You might recall that women under 40 were advised not to get a mammogram unless they have a family history of breast cancer. This is a similar situation. If a woman gets a positive result on a mammogram, she ends up getting unnecessary treatment until they figure out she was negative the whole time. The costs don’t outweigh the benefits.

There are no easy options that don’t involve people suffering. But given what we know, the huge majority of people who are exposed to the virus will be fine, and most probably won’t even notice they have it [3].

Meanwhile, the human toll of the lockdown and attendant social distancing is huge and continues rising. We are doing just enough to slow down the spread of the virus, without doing enough to actually stop it (assuming it isn’t several months too late for that, which again I highly doubt).

But don’t immediately dismiss some idea because “if we do that people are going to get sick”. It’s definitely too late for that.

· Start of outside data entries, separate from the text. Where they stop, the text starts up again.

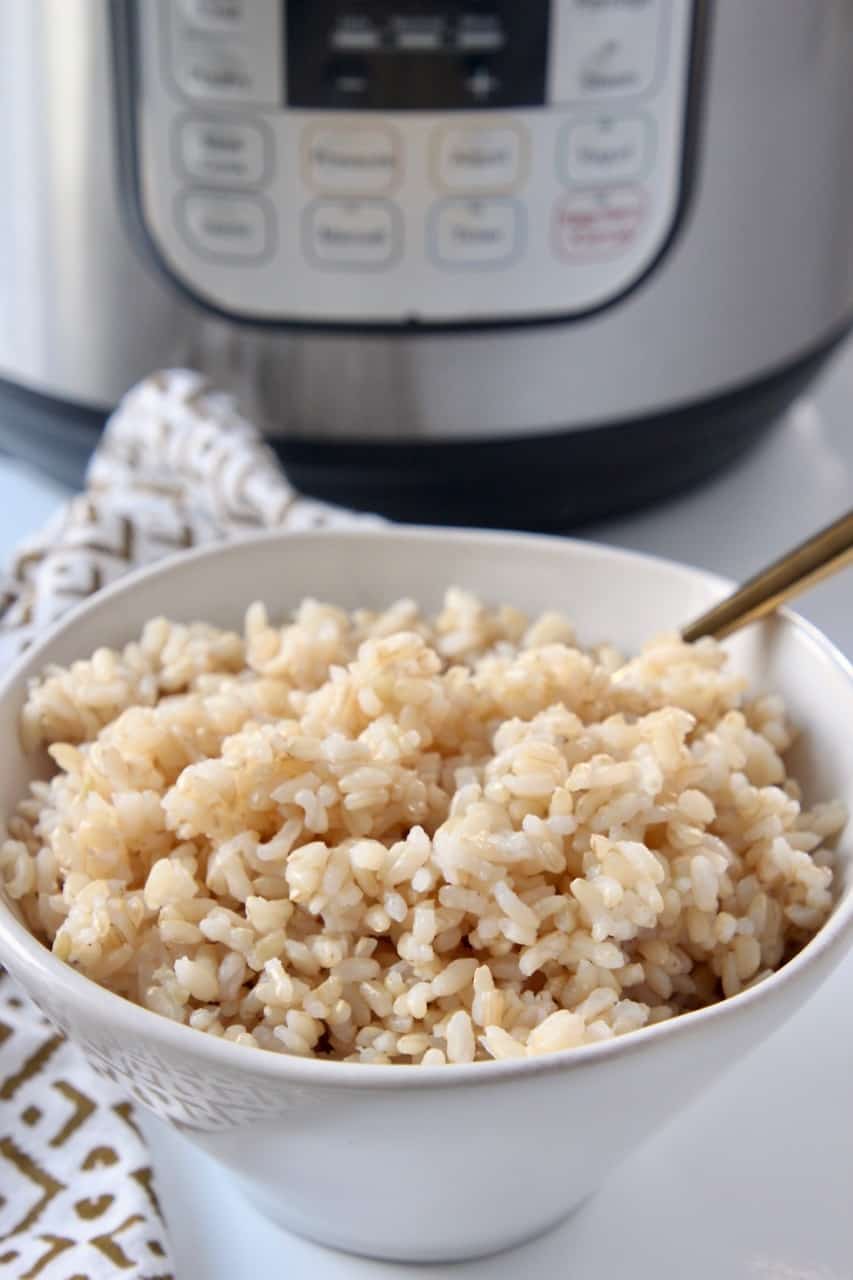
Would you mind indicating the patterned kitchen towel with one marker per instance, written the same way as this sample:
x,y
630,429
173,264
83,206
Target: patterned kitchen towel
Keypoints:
x,y
177,466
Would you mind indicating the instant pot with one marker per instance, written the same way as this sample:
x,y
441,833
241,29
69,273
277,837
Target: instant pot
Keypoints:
x,y
495,263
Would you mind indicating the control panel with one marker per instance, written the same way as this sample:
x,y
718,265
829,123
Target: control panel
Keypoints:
x,y
357,161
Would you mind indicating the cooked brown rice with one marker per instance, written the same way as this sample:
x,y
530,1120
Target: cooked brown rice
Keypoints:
x,y
387,839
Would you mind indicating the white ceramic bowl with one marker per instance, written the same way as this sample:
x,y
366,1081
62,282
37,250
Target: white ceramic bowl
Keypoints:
x,y
454,1161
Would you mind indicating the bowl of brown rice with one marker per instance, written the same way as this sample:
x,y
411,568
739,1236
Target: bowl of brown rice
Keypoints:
x,y
418,876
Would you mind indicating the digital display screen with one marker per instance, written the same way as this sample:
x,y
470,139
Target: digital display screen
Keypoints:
x,y
410,55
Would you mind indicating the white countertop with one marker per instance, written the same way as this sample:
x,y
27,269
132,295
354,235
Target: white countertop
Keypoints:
x,y
755,1182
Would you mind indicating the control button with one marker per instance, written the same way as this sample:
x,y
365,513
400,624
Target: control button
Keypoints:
x,y
605,49
360,234
482,83
215,14
226,227
606,150
222,151
418,32
351,160
479,32
475,232
480,160
589,225
208,72
355,32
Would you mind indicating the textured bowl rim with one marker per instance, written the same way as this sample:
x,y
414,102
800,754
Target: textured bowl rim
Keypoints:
x,y
123,1016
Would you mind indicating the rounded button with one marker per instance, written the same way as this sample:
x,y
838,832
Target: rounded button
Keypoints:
x,y
474,233
214,14
226,227
222,151
591,225
606,149
603,49
479,159
210,72
355,160
356,234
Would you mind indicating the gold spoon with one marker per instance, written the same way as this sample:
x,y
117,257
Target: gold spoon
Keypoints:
x,y
820,556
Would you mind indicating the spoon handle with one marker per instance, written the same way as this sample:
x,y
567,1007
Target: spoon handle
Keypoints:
x,y
820,556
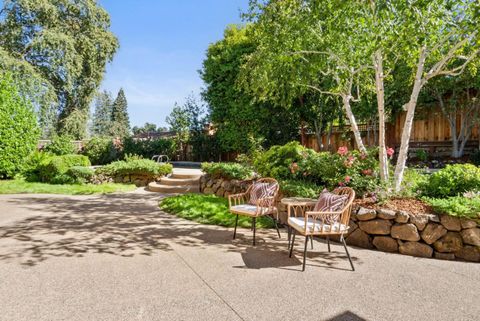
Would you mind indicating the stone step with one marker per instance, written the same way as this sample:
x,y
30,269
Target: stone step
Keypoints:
x,y
179,181
185,175
162,188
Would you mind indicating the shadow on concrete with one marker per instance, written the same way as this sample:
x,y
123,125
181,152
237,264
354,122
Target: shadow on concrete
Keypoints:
x,y
132,224
347,316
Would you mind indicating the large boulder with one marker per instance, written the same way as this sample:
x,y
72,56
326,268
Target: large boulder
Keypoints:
x,y
385,244
433,232
471,236
420,221
451,223
405,232
450,242
386,214
402,217
469,253
415,249
365,214
377,226
468,223
359,238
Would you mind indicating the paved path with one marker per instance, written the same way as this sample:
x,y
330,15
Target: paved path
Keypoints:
x,y
118,257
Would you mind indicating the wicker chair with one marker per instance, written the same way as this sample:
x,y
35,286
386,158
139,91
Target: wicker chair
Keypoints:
x,y
239,205
324,224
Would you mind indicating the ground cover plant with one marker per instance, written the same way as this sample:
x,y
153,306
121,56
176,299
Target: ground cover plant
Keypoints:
x,y
208,209
19,186
228,170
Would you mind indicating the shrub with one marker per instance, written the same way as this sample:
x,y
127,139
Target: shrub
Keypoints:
x,y
61,145
295,188
100,151
19,132
55,169
130,166
81,174
452,181
456,206
290,161
32,165
148,148
227,170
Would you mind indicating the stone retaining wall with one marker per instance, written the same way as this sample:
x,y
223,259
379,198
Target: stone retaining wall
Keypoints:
x,y
423,235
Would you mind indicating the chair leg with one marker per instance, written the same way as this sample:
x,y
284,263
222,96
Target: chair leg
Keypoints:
x,y
235,230
305,252
348,254
254,223
292,243
276,226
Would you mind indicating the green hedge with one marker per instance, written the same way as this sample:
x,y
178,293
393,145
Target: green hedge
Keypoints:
x,y
227,170
144,167
54,170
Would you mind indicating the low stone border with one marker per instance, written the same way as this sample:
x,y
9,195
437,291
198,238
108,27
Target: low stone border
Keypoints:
x,y
422,235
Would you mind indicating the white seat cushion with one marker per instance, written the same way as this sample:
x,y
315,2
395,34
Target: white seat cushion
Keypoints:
x,y
314,225
248,209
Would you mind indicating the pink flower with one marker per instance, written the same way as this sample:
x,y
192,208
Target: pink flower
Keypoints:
x,y
390,152
342,150
293,167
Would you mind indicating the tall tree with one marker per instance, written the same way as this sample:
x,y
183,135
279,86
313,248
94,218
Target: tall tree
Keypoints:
x,y
120,123
60,49
102,116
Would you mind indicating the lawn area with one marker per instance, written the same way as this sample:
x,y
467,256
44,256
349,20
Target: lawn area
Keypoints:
x,y
23,187
208,209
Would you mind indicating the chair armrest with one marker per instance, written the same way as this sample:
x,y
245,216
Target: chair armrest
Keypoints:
x,y
237,199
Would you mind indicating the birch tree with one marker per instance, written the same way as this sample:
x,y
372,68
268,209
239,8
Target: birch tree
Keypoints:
x,y
440,38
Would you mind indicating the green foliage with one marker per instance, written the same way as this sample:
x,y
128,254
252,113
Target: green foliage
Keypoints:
x,y
452,181
54,170
100,151
208,209
458,206
134,166
102,117
422,155
18,186
19,132
81,174
475,157
228,170
120,123
33,163
64,47
149,147
61,145
298,188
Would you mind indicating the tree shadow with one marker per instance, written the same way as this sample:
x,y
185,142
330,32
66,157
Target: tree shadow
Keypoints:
x,y
127,225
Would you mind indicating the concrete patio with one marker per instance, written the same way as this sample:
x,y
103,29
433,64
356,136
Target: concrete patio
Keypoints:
x,y
118,257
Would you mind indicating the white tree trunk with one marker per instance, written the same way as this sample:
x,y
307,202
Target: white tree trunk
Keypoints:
x,y
378,63
407,128
353,123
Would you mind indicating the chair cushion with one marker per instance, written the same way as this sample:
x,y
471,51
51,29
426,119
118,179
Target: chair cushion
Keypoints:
x,y
248,209
261,190
330,202
315,226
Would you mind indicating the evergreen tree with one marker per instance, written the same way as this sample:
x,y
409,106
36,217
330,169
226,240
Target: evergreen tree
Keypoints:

[1] You might be thinking, “Well, we don’t know how much immunity you get from getting it! Didn’t I just read about a guy in Hong Kong who was reinfected?” First off, we do know you get at least some immunity [citation needed; I can’t find the thing I was reading about this, but I assure you it’s true]. Second, there have been three known cases of reinfection out of millions of people who have gotten this. Doesn’t seem like the odds are likely. But let’s assume you get zero immunity from getting the virus. Then guess what? There’s not going to be a vaccine either! Vaccines work by getting your immune system to recognize and fight off a disease. If the immune system is hopeless on this task, COVID-19 is going to be with us forever. The only thing that will get rid of it is if everyone hides in their houses until humanity dies out.

[2] This is how the smallpox vaccine worked. People were given a dose of cowpox, which is much less deadly. People built up T-cells for fighting cowpox, and those same T-cells were also effective against smallpox.

[3] This goes double if you’re in St. Louis and allergic to everything. Like me. I can’t tell you how many times this year I’ve wondered, “Is that tree pollen or am I dying?” Maybe one of those times it actually wasn’t tree pollen.